Its white-brick chimney still pokes through the capped-hip roof.
The big front lawn is there with not even a swimming pool inserted, but Evans did re-landscape and insert two off-street parking places.
Naturally Evans made cosmetic changes, and some structural changes were made indoors, where architect Rob DeLaune and contractor Denis Savoie conspired to switch, on one side of the house, a bed-and-bath space with the kitchen.
"The kitchen was much larger than I needed," said Evans. "It was downsized, moved from the front to the back of the house, and a second bedroom suite absorbed the kitchen space."
The reconfiguration resulted in a big bedroom with doors to the front porch, a private side deck and a walk-through bathroom to the back garden, where a luxurious, outdoor shower is fenced off from the rest of the narrow rear-garden deck.
Embroidered linens and distressed, turquoise shelves in the guest suite contribute to a country farmhouse ambiance.
The revamped kitchen, small but highly technical, is barely more than a nook off the central great room.
"I've designed a lot of kitchens and I knew exactly what I wanted," Evans said, "...a deep-farm sink, Fisher & Paykel appliances that are high quality, but small; a small stove made in Australia."
The kitchen's stainless appliances and white cabinets complement the grey-and-white wood floors throughout the house.

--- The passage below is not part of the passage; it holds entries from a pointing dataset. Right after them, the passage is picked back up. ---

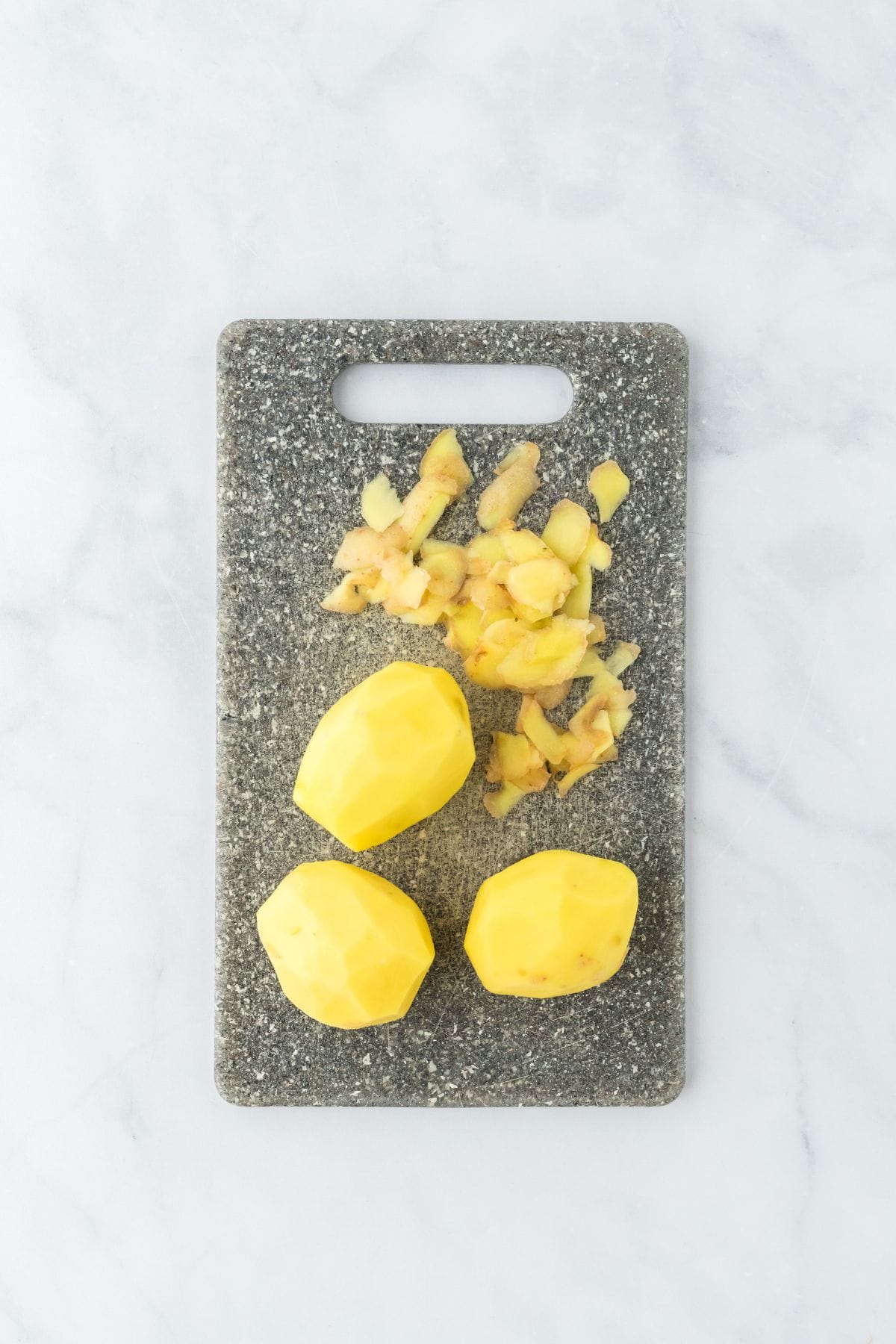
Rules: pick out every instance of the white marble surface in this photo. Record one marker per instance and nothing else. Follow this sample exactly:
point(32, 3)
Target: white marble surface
point(167, 168)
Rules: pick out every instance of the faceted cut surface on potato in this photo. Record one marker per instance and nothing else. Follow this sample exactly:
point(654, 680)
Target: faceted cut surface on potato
point(390, 753)
point(554, 924)
point(349, 949)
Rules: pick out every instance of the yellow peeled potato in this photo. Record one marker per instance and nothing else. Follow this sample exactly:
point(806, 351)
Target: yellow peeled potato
point(348, 948)
point(554, 924)
point(609, 484)
point(388, 754)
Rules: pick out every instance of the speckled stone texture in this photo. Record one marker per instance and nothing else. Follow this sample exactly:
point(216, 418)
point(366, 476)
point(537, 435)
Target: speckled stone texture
point(290, 475)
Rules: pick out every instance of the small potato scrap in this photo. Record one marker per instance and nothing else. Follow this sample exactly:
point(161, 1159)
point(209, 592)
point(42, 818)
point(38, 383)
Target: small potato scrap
point(381, 505)
point(609, 484)
point(516, 482)
point(567, 531)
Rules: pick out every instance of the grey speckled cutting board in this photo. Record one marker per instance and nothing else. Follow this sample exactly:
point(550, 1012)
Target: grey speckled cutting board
point(290, 473)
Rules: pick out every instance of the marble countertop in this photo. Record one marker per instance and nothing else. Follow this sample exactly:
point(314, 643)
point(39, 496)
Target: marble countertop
point(169, 168)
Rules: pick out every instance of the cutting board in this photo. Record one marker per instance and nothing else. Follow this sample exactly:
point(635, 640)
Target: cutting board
point(290, 470)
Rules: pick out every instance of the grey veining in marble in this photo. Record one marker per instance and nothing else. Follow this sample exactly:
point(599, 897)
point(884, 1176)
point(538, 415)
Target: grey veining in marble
point(290, 472)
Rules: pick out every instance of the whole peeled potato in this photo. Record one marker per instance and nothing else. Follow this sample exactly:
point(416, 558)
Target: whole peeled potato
point(390, 753)
point(349, 948)
point(554, 924)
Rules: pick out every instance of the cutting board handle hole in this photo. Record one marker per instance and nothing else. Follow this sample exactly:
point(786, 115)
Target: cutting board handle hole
point(453, 394)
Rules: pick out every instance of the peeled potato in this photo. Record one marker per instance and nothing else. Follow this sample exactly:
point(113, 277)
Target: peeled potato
point(349, 949)
point(554, 924)
point(388, 754)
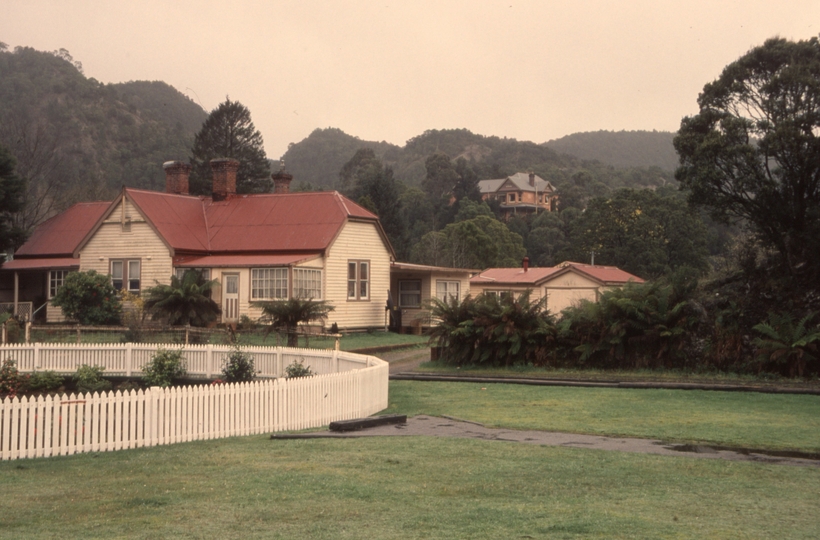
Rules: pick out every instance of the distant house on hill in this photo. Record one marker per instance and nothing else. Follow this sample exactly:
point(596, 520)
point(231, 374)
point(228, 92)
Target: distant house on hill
point(520, 193)
point(258, 247)
point(562, 286)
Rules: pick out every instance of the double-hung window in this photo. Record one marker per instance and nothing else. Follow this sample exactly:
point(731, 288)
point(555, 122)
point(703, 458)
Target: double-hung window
point(358, 280)
point(445, 290)
point(307, 283)
point(410, 293)
point(269, 283)
point(125, 275)
point(56, 278)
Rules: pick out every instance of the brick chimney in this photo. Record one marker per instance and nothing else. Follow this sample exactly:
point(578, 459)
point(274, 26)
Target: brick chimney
point(281, 180)
point(176, 177)
point(224, 171)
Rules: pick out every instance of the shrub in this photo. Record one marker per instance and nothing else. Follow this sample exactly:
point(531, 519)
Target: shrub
point(786, 343)
point(90, 379)
point(164, 368)
point(11, 382)
point(297, 369)
point(492, 331)
point(89, 298)
point(45, 381)
point(238, 367)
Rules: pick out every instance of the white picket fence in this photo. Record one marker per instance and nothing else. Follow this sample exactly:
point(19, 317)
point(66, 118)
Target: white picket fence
point(348, 386)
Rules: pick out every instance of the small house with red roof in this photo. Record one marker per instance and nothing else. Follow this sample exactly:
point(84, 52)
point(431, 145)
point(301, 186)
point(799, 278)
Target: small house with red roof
point(562, 286)
point(258, 247)
point(520, 194)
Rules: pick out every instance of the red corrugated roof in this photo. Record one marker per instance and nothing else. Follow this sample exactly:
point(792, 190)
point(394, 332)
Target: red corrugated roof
point(536, 276)
point(279, 222)
point(61, 234)
point(304, 223)
point(41, 264)
point(514, 276)
point(268, 222)
point(239, 261)
point(179, 219)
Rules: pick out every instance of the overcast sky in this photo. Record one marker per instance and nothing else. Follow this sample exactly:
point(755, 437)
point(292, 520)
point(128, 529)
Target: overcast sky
point(388, 70)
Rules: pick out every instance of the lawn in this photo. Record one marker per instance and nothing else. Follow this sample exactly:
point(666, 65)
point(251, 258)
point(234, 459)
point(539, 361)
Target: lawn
point(736, 419)
point(609, 375)
point(386, 488)
point(425, 487)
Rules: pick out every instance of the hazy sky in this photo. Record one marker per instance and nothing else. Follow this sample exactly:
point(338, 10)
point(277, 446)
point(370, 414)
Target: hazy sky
point(388, 70)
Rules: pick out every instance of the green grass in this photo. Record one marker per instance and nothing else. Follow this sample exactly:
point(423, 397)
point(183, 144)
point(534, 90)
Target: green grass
point(737, 419)
point(671, 375)
point(409, 487)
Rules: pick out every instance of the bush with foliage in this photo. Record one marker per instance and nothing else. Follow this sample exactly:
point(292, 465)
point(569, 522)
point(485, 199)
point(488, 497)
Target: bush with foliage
point(289, 314)
point(638, 326)
point(164, 368)
point(238, 366)
point(45, 381)
point(90, 379)
point(492, 331)
point(89, 298)
point(11, 381)
point(298, 369)
point(185, 301)
point(787, 345)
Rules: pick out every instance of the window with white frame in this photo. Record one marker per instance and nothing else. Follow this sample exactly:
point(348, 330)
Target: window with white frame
point(125, 275)
point(445, 290)
point(269, 283)
point(56, 278)
point(410, 293)
point(307, 283)
point(358, 280)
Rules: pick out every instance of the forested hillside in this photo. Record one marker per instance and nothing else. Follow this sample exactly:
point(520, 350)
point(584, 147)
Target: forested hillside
point(76, 139)
point(317, 160)
point(621, 148)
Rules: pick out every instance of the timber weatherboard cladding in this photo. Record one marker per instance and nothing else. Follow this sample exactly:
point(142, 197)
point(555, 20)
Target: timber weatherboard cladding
point(110, 242)
point(359, 241)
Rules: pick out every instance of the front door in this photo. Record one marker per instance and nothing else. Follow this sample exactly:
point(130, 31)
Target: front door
point(230, 298)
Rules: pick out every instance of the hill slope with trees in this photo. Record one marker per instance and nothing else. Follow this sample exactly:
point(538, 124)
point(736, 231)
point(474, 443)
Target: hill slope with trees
point(621, 148)
point(76, 139)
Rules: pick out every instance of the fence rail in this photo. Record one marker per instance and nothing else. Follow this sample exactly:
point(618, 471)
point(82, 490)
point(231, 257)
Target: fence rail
point(347, 386)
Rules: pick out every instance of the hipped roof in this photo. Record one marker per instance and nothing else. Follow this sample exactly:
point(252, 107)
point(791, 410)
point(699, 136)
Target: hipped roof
point(606, 275)
point(289, 224)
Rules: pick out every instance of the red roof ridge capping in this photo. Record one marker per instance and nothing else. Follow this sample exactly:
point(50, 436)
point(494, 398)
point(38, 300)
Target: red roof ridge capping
point(606, 274)
point(361, 211)
point(515, 275)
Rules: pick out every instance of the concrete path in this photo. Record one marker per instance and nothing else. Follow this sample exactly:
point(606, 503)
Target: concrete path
point(447, 427)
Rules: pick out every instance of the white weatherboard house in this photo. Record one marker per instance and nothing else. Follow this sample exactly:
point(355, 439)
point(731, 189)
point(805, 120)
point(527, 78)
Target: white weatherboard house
point(258, 247)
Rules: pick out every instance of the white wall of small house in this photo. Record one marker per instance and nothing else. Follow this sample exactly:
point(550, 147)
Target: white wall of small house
point(568, 290)
point(428, 291)
point(111, 242)
point(357, 241)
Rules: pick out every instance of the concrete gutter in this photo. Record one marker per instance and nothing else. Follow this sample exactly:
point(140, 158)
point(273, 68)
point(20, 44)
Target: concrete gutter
point(604, 384)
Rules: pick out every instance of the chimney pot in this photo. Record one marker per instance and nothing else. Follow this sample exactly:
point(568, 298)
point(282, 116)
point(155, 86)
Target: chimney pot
point(281, 181)
point(224, 174)
point(176, 177)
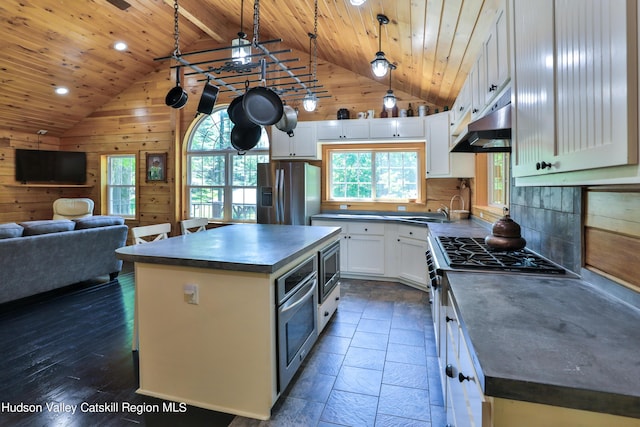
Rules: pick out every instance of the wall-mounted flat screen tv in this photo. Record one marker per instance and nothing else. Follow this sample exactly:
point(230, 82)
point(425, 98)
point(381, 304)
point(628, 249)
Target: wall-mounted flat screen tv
point(61, 167)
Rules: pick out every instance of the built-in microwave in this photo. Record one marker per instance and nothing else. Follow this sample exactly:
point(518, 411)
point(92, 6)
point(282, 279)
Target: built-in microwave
point(328, 270)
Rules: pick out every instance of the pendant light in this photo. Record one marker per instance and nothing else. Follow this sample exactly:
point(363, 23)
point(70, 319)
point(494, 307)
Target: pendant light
point(380, 65)
point(241, 47)
point(310, 102)
point(389, 99)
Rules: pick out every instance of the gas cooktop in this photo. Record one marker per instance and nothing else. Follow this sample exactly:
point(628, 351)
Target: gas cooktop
point(473, 253)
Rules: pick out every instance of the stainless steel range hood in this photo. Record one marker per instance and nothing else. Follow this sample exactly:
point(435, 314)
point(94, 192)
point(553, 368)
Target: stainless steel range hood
point(488, 134)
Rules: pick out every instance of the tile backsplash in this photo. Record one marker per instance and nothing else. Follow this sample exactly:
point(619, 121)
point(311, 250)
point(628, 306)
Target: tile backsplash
point(549, 218)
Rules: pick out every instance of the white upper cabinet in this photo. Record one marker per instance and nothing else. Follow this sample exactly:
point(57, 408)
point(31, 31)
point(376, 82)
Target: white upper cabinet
point(302, 145)
point(532, 85)
point(397, 127)
point(575, 85)
point(335, 130)
point(440, 162)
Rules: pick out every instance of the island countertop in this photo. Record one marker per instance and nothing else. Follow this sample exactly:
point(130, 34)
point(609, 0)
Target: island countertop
point(258, 248)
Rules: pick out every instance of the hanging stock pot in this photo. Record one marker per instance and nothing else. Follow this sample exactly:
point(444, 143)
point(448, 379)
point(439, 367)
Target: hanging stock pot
point(177, 97)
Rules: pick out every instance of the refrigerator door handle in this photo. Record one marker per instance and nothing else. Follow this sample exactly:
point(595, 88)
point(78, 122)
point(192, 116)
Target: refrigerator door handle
point(276, 204)
point(281, 195)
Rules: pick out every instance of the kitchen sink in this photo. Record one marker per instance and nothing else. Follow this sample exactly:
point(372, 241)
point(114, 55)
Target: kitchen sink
point(420, 219)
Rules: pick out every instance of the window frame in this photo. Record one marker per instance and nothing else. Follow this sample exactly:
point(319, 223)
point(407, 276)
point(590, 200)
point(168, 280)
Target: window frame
point(418, 147)
point(228, 154)
point(491, 178)
point(106, 193)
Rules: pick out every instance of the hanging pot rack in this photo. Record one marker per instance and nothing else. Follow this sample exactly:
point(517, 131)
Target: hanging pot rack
point(220, 75)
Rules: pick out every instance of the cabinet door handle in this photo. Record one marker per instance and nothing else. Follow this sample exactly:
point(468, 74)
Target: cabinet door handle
point(462, 377)
point(543, 165)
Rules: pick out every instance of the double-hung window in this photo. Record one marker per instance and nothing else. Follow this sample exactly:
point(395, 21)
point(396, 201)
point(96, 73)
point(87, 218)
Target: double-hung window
point(498, 179)
point(121, 185)
point(222, 182)
point(375, 173)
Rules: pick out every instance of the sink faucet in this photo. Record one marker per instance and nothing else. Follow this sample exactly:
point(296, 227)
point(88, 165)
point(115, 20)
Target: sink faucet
point(444, 211)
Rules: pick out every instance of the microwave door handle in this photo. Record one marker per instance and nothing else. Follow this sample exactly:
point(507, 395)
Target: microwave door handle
point(293, 302)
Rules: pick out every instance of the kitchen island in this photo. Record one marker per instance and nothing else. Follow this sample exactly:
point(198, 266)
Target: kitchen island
point(206, 311)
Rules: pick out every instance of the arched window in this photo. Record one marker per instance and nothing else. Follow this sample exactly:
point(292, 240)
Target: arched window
point(221, 183)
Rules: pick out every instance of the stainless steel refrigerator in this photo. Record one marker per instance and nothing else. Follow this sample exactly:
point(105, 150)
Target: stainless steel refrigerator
point(289, 193)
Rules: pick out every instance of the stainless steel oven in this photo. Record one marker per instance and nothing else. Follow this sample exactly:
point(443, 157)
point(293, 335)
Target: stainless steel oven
point(328, 270)
point(297, 296)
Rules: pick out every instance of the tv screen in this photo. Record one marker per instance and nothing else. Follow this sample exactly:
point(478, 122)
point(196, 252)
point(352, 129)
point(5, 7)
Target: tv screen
point(63, 167)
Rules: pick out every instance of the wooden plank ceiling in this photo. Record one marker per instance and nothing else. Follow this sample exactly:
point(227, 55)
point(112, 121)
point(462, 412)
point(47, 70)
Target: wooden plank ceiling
point(51, 43)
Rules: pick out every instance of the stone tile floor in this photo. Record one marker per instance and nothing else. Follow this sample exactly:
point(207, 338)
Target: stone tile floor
point(375, 364)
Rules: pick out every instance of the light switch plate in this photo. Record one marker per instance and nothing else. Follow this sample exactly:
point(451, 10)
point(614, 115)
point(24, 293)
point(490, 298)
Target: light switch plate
point(191, 294)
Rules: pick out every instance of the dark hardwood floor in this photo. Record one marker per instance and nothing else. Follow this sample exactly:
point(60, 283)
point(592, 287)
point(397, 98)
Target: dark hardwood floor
point(74, 348)
point(374, 365)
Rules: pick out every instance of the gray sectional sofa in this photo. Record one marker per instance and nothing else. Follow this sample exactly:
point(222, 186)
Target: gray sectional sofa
point(38, 256)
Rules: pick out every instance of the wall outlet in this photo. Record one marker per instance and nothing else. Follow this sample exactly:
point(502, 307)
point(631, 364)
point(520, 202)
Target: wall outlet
point(191, 294)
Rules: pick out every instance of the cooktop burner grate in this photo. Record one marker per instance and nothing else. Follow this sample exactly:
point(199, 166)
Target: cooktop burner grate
point(473, 253)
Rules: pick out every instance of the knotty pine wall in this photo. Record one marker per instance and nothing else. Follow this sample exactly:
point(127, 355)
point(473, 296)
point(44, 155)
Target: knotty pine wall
point(612, 233)
point(138, 122)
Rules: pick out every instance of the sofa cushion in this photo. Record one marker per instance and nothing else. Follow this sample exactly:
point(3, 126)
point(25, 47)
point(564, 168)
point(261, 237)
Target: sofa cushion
point(97, 221)
point(10, 229)
point(32, 228)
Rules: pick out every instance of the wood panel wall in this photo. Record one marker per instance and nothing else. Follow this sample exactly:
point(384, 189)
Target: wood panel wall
point(138, 121)
point(612, 233)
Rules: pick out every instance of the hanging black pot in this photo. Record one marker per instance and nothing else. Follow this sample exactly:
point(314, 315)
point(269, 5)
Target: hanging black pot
point(244, 138)
point(237, 115)
point(208, 99)
point(262, 106)
point(177, 97)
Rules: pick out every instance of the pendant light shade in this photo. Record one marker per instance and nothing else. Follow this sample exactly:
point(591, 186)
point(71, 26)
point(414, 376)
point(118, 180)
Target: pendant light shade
point(241, 49)
point(310, 102)
point(380, 65)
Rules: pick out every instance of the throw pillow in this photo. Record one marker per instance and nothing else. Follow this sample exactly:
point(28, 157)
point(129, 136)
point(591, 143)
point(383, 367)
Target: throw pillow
point(10, 230)
point(97, 221)
point(33, 228)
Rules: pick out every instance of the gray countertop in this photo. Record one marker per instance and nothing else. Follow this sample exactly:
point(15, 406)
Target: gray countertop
point(552, 340)
point(556, 341)
point(260, 248)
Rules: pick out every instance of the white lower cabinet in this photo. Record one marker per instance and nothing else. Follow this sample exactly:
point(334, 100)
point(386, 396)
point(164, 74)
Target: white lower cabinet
point(412, 246)
point(361, 246)
point(464, 397)
point(385, 250)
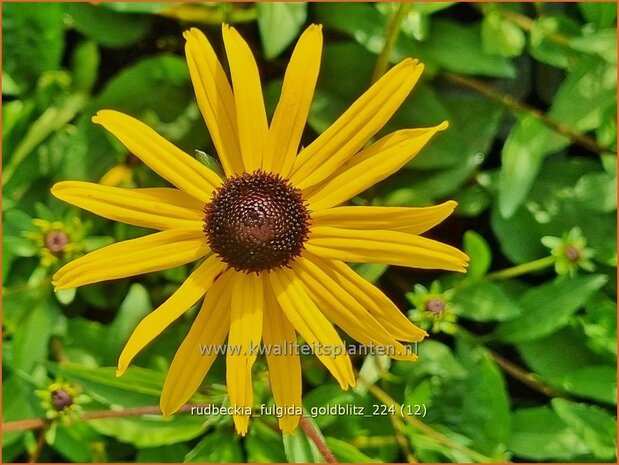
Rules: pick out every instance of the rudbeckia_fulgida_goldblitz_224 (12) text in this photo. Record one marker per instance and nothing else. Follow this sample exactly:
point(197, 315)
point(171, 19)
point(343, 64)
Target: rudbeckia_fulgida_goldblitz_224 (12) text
point(270, 238)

"Red-tile floors were ripped up and replaced with hardwood, which I wanted painted white with a grey diamond pattern. Rob DeLaune carefully planned and laid out the painter's tape, but the workmen, who had to paint the grey over the white, thought this was ridiculous," she said. "That is, until the tape came off and the diamond pattern revealed itself; then they thought it was really cool."
The floors are really cool, country in flavor, but with fresh contemporary accents in the spacious great room, where living in the middle takes place between the bedroom suites. This central space is made all the more cavernous by the peaked, hip ceiling, three sets of 9-foot-high doors that open to the front porch and five side-by-side windows on the backside.
"The banquette beneath the windows was in place -- lots of kids can sleep on it -- but behind the banquette were mirrored, fake windows," Evans said. "I removed them because I wanted the light, and JANGEORGe interior designers found the cloth blinds that disappear when they're rolled up."
Evans says that Jan and George were also the interior talent behind the full-length drapes at the doors, the long Carrara marble dining room tabletop and 10 stainless steel chairs that chairs can be covered with white slips, or not, to match the slipcovers on nearby sofa and chairs, also selected by JANGEORGe.
Cushy pillows, a vintage table behind the sofa and a wooden bench in front temper modernism with country freshness, all cozied up to a working fireplace that features candles in the hearth, and very little else on the mantle.
"The mantle is from a Victorian house in York, Pennsylvania," Evans said. "It was too big for air cargo so I had it sent by Greyhound."
That would be Greyhound bus, of course, a mode of transportation across the two-lane Overseas Highway, and just one more testament to the high road taken at 711 Ashe St., this time by a household item.